Grouping documents into collections by type (i.e. a session collection ‘sessions_dev’, ‘sessions_prod’) allows you to avoid an extra index on a type field. Similarly you may consider to split edge collections instead of specifying the type of the connection inside the edge document.

A few things to consider:

  • Adding an extra collection always incurs a small amount of overhead for the collection metadata and indexes.
  • You cannot use more than 2048 collections/shards per AQL query
  • Uniqueness constraints on certain attributes (via an unique index) can only be enforced by ArangoDB within one collection

Cluster Sharding

The ArangoDB cluster partitions your collections into one or more shards across multiple DB-Servers. This enables efficient horizontal scaling: It allows you to store much more data, since ArangoDB distributes the data automatically to the different servers. In many situations one can also reap a benefit in data throughput, again because the load can be distributed to multiple machines.

ArangoDB uses the specified shard keys to determine in which shard a given document is stored. Choosing the right shard key can have significant impact on your performance can reduce network traffic and increase performance.

ArangoDB uses consistent hashing to compute the target shard from the given values (as specified via ‘shardKeys’). The ideal set of shard keys allows ArangoDB to distribute documents evenly across your shards and your DB-Servers. By default ArangoDB uses the _key field as a shard key. For a custom shard key you should consider a few different properties:

  • Cardinality: The cardinality of a set is the number of distinct values that it contains. A shard key with only N distinct values cannot be hashed onto more than N shards. Consider using multiple shard keys, if one of your values has a low cardinality.
  • Frequency: Consider how often a given shard key value may appear in your data. Having a lot of documents with identical shard keys leads to unevenly distributed data. Consider using multiple shard keys or a different one that is more suitable.

The default sharding should randomly distribute your documents across your cluster machines. This may be good enough for you, but depending on the kind of AQL queries and other operations an application performs, it may leave a lot of performance on the table.

See Cluster Sharding for more information.

SmartGraphs

SmartGraphs are an Enterprise Edition feature of ArangoDB. It enables you to manage graphs at scale. It provides a vast performance benefit for all graphs sharded in an ArangoDB Cluster.

To add a SmartGraph you need a SmartGraph attribute that partitions your graph into several smaller sub-graphs. Ideally these sub-graphs follow a “natural” structure in your data. These subgraphs have a large amount of edges that only connect vertices in the same subgraph and only have few edges connecting vertices from other subgraphs.

All the usual considerations for sharding keys also apply for smart attributes, for more information see SmartGraphs

Document and Transaction Sizes

When designing your data-model you should keep in mind that the size of documents affects the performance and storage requirements of your system. Very large numbers of very small documents may have an unexpectedly big overhead: Each document needs has a certain amount extra storage space, depending on the storage engine and the indexes you added to the collection. The overhead may become significant if your store a large amount of very small documents.
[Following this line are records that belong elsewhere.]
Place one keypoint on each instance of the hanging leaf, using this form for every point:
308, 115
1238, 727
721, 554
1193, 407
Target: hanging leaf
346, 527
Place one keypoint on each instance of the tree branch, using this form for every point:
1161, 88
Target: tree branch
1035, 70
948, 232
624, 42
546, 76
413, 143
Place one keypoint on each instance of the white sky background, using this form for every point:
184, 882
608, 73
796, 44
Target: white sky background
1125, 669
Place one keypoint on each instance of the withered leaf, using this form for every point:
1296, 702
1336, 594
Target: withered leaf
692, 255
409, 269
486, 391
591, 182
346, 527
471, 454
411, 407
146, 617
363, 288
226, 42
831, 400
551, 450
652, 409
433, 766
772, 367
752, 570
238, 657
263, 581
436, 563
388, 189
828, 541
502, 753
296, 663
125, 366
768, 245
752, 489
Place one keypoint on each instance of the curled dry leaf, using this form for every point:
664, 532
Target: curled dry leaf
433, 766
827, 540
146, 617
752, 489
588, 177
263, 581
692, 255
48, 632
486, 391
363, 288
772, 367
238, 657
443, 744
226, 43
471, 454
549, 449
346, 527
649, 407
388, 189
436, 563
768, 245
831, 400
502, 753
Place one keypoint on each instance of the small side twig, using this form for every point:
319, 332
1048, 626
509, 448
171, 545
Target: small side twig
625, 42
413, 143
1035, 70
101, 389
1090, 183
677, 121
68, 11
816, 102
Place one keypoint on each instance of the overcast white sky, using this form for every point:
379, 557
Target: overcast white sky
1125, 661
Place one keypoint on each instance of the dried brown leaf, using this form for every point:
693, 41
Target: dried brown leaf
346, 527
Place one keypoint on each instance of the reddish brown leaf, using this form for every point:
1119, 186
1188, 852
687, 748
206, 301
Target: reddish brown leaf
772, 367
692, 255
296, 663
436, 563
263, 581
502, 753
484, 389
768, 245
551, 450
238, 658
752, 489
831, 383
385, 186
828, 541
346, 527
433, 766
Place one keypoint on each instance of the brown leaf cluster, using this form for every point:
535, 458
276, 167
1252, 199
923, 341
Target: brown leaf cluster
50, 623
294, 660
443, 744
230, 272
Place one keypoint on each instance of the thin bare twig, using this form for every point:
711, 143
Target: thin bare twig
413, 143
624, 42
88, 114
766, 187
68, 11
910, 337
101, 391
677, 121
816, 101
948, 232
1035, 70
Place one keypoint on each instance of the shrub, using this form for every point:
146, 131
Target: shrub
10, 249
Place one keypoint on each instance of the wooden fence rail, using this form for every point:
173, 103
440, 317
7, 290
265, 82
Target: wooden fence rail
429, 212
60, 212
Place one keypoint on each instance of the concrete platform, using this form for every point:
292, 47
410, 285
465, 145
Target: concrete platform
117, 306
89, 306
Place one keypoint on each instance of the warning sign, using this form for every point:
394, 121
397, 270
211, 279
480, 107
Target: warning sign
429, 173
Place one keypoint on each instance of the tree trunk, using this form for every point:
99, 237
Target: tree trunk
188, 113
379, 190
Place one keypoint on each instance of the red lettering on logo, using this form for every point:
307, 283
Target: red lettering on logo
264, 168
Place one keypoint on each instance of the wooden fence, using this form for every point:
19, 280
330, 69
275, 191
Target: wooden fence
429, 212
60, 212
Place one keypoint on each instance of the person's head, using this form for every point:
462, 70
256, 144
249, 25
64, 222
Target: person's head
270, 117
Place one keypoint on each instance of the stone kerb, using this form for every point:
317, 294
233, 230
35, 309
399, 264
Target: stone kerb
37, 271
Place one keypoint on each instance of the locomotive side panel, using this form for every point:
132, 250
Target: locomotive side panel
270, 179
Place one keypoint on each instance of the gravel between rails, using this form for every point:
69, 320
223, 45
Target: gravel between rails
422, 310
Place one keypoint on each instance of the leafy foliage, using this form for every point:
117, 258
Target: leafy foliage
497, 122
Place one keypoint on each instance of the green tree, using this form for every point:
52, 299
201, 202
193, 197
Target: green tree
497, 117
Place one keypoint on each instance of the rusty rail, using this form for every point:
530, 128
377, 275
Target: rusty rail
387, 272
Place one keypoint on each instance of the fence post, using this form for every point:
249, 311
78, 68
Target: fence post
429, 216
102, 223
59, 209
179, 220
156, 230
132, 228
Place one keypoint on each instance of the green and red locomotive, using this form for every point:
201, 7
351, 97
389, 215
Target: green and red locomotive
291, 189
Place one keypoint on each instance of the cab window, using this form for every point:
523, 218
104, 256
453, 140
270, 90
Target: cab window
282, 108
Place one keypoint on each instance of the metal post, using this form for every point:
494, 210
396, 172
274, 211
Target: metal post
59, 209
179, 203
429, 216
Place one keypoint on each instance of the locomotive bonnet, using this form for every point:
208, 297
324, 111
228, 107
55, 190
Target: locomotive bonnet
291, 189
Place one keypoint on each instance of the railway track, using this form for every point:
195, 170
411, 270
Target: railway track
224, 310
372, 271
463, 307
Very large documents may reduce your write throughput: This is due to the extra time needed to send larger documents over the network as well as more copying work required inside the storage engine.

Consider some ways to minimize the required amount of storage space:

  • Use the _key attribute to give documents unique identifiers. The _key attribute is always present in every document (including edges), and it is always indexed. This means it is the best-suited attribute to store a unique document identifier. Using the _key attribute is preferable to storing document identifiers in another attribute and creating a unique index on it. Some limitations apply, see Document keys.
  • Shorter field names reduce the amount of space needed to store documents. ArangoDB is schema-free and needs to store the document structure inside of each document. Usually, this is a small overhead compared to the overall document size. The field name length has no effect on index sizes.
  • Combining many small related documents into one larger one can also reduce overhead. Common fields can be stored once and indexes just need to store one entry. This is only beneficial if the combined documents are regularly retrieved together and not just subsets of them.

Document Keys

  • Explicitly set the _key attribute to a custom unique value. This enables you to store information in the _key attribute instead of another attribute inside of the document. The _key attribute is always indexed, so it is preferable to storing the document identifiers in another attribute and creating an extra index on it.

  • Try to use short values for the _key attribute. The _key values are used whenever a document is looked up by its primary key, and shorter key values can improve the lookup performance and reduce the disk usage.

    As the _key values are also used as foreign keys in the _from and _to attributes of edges, the key length also matters for all graph operations. Again, shorter keys can improve lookup performance here and reduce memory usage.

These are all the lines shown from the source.